Don't fret, there is still hope! (if you're good at handling very small parts - that's the catch). I thought that if I could get the elements out of the structure one by one and clean their edges, thus eliminating the conductive path, perhaps the filter would work again. That's very easy, because they aren't soldered in place, they just get "clamped" between pairs of contacts when the filter case is in place. If you decide to do that, only get ONE element out at a time with a pair of needle-nose tweezers, clean all of its its narrow edges by wiping them lightly across very fine grit sandpaper a couple of times and then replace it exactly where and how it was - don't mix them up! Also, don't touch the resonator elements with your hands, finger oils will contaminate them and possibly change their resonant frequency! Carefully clean oxidation wherever you can spot it by scraping, always being careful not to spill the guts of the filter! If you do spill them, they can be put back in place IF you have taken notes and photos of the filter's structure. I cleaned and dried the interior of the case, too. Before putting each resonator back in its place, check with your ohm-meter, you should get an infinite resistance reading - anything else indicates you need to repeat the cleaning process - gently!

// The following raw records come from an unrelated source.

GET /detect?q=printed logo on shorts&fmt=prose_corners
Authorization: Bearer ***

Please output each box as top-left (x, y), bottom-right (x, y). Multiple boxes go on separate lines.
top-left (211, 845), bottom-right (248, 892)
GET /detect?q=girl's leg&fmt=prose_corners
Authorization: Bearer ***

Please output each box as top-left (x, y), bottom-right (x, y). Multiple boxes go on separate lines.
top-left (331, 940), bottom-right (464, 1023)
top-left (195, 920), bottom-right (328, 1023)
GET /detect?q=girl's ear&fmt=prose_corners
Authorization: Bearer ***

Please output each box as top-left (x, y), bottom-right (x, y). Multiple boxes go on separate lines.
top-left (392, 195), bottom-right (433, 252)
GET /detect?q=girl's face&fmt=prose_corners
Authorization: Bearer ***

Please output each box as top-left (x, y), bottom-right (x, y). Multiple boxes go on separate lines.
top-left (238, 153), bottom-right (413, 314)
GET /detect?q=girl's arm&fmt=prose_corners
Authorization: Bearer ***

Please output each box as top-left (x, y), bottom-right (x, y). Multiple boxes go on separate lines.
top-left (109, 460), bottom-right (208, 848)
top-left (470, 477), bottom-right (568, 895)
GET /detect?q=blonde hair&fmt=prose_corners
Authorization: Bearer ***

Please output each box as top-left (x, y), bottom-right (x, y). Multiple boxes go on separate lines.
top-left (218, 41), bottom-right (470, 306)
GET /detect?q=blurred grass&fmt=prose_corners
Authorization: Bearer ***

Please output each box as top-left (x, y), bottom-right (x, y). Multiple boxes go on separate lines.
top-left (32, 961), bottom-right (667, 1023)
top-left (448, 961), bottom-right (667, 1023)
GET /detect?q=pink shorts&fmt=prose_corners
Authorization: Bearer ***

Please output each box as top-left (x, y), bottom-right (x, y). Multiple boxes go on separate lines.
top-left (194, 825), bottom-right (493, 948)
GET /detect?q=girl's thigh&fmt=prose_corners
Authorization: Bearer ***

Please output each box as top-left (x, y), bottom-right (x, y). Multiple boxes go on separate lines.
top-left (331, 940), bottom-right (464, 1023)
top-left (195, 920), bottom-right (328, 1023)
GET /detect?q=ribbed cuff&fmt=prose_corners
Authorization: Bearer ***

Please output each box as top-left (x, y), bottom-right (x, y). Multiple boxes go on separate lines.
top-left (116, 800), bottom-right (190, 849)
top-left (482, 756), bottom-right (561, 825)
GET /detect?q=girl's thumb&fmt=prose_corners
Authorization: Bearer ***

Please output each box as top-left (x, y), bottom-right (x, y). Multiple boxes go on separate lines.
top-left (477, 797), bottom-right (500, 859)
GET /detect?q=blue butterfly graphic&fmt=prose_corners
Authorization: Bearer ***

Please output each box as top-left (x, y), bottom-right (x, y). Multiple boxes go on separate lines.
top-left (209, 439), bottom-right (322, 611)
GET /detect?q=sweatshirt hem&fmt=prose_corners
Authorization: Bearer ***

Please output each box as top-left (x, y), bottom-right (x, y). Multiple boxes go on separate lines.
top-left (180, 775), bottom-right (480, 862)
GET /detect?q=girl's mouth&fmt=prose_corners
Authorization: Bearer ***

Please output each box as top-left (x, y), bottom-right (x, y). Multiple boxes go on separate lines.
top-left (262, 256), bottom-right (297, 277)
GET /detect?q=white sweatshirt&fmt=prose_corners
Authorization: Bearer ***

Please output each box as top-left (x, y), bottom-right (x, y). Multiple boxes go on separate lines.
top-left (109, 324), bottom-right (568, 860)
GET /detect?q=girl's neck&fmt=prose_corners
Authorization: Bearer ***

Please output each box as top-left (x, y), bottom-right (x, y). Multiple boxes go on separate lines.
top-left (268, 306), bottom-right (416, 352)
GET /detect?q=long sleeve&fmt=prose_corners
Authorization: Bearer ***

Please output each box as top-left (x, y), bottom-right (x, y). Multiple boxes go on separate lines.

Finally, I put the filter back together, sealed it with a minute quantity of cyanoacrylate and soldered it back in the transceiver. Lo and behold, the receiver sprang back to life - and at full specified sensitivity, as my measurements showed. The pass-band response hasn't changed. I think that now, after my delicate sandpaper treatment, the filter is a lot less possible to again fall victim to the nasty electromigration, because all the edges are quite clean now, there isn't any metal there any more.Time will show!
The final word: Ceramic filter manufacturers are quite right in warning against applying DC voltages at the input / output pins of the filters. They specify the use of a DC blocking capacitor at the filter's input and especially the output. Application of DC voltage causes electromigration and corrosion to initiate (especially in humid environments where temperature variations eventually promote water vapor condensation inside the filter, which may have imperfect sealing), and after a period of time the filter fails in the way we discussed.
The funny thing is, most of the manufacturers of amateur radio (and commercial) transceivers amazingly and inexplicably DON'T use the blocking capacitors, instead they boldly apply DC potentials directly at the filter's pins. A survey of several schematic diagrams confirmed this, especially in transceivers where there are several ceramic filters switched in and out of the signal path with diodes and DC bias (usually about 8V). Why they do so beats me, perhaps it is to save some cents for a pair of blocking capacitors for each filter, creating a huge reliability problem on the way...
The enterprising radio amateur can always add those capacitors in the circuit (0.1 μF, 50V, 0603 size SMD ceramic capacitors are great) and save her / his receiver from becoming deaf due to a ...withering filter! Admittedly, this is a bit difficult in most modern rigs, due mainly to the small dimensions of the components and layout... but it's certainly worth a try.
***ADDENDUM: For those who want to learn more about the phenomenon that I propose that causes DC-biased filter failure, please take a look here: http://www.ami.ac.uk/courses/topics/0158_emgr/index.html
***ADDENDUM: For those who want to learn more about the phenomenon that I propose that causes DC-biased filter failure, please take a look here: http://www.ami.ac.uk/courses/topics/0158_emgr/index.html
There you can admire two great photos of the results of electromigration across tracks and solder resist on printed circuit boards, plus lots of interesting relevant information. Clearly, humidity and voltage gradients at small distances are a bad combination!!
Good ceramic filter reviving to all of you!!